This work investigates the extremal structure, phase transition behavior, and spectral properties of the finite free Stam inequality under ℓ^p generalization. Leveraging the FlowBoost closed-loop deep generative optimization framework together with finite free convolution theory and ℓ^p-Fisher information analysis, the study establishes that for p = 2, the Hermite pair is the unique extremizer, and the spectrum of the associated linearized convolution operator is precisely characterized. For p ≠ 2, a sharp critical exponent p* emerges: when p < 2, extremal configurations undergo bifurcation, exhibiting bimodal root distributions.
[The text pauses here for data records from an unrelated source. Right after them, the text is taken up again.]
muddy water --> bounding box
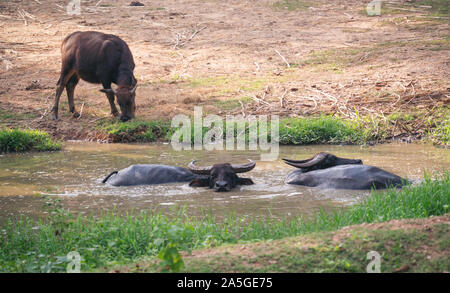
[0,142,450,222]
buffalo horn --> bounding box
[188,160,212,175]
[231,159,256,173]
[283,153,327,168]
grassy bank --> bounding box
[124,214,450,273]
[0,172,450,272]
[0,129,61,153]
[97,112,450,146]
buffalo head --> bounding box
[283,153,362,172]
[188,160,255,191]
[100,83,137,122]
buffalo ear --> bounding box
[189,178,209,187]
[238,178,255,185]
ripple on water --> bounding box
[0,142,450,217]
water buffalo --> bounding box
[51,31,137,122]
[102,164,204,186]
[102,160,255,191]
[283,153,407,189]
[188,160,256,191]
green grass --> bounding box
[0,172,450,272]
[280,116,362,145]
[0,129,61,153]
[97,119,171,142]
[98,110,450,146]
[147,220,450,273]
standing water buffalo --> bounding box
[51,31,137,122]
[283,153,407,189]
[102,160,255,191]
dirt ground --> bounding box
[0,0,450,139]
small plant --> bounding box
[0,129,61,153]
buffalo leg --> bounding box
[51,70,74,120]
[66,74,80,118]
[102,82,119,117]
[106,92,119,117]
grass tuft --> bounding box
[0,129,61,153]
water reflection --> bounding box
[0,142,450,219]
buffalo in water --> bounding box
[102,160,255,191]
[188,160,256,191]
[283,153,407,189]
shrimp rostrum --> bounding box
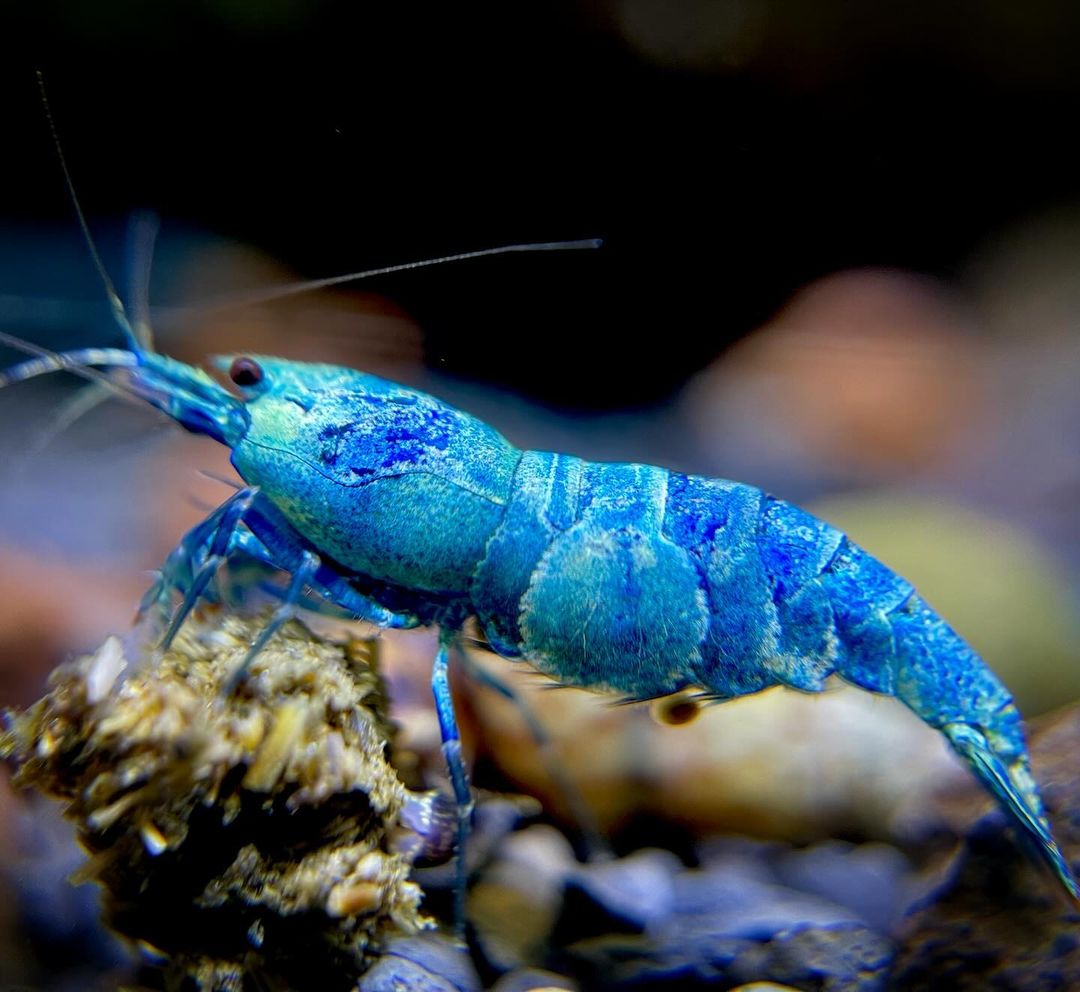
[0,325,1080,899]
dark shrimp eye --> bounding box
[229,358,262,386]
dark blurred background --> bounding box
[0,0,1080,409]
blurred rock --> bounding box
[895,707,1080,992]
[468,825,579,971]
[356,935,481,992]
[461,652,967,842]
[491,968,578,992]
[566,924,893,992]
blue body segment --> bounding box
[0,349,1080,905]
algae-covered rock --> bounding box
[0,616,428,992]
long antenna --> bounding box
[157,237,603,313]
[37,69,138,351]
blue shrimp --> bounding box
[0,321,1080,908]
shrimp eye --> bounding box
[229,358,262,386]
The paper further formulates a universal conjecture on the singular values of the coupling matrix E_n, yielding dimension-independent local stability constants and convergence rates in the central limit theorem, all corroborated by numerical experiments confirming the critical nature of p*.

Using FlowBoost, a closed-loop deep generative optimization framework for extremal structure discovery, we investigate $\ell^p$-generalizations of the finite free Stam inequality for real-rooted polynomials under finite free additive convolution $\boxplus_n$. At $p=2$, FlowBoost finds the Hermite pair as the unique equality case and reveals the spectral structure of the linearized convolution map at this extremal point. As a result, we conjecture that the singular values of the doubly stochastic coupling matrix $E_n$ on the mean-zero subspace are ${2^{-k/2}:k=1,\ldots,n-1}$, independent of $n$. Conditional on this conjecture, we obtain a sharp local stability constant and the finite free CLT convergence rate, both uniform in $n$. We introduce a one-parameter family of $p$-Stam inequalities using $\ell^p$-Fisher information and prove that the Hermite pair itself violates the inequality for every $p>2$, with the sign of the deficit governed by the $\ell^p$-contraction ratio of $E_n$. Systematic computation via FlowBoost supports the conjecture that $p^*\!=2$ is the sharp critical exponent. For $p<2$, the extremal configurations undergo a bifurcation, meaning that they become non-matching pairs with bimodal root structure, converging back to the Hermite diagonal only as $p\to 2^-$. Our findings demonstrate that FlowBoost, can be an effective tool of mathematical discovery in infinite-dimensional extremal problems.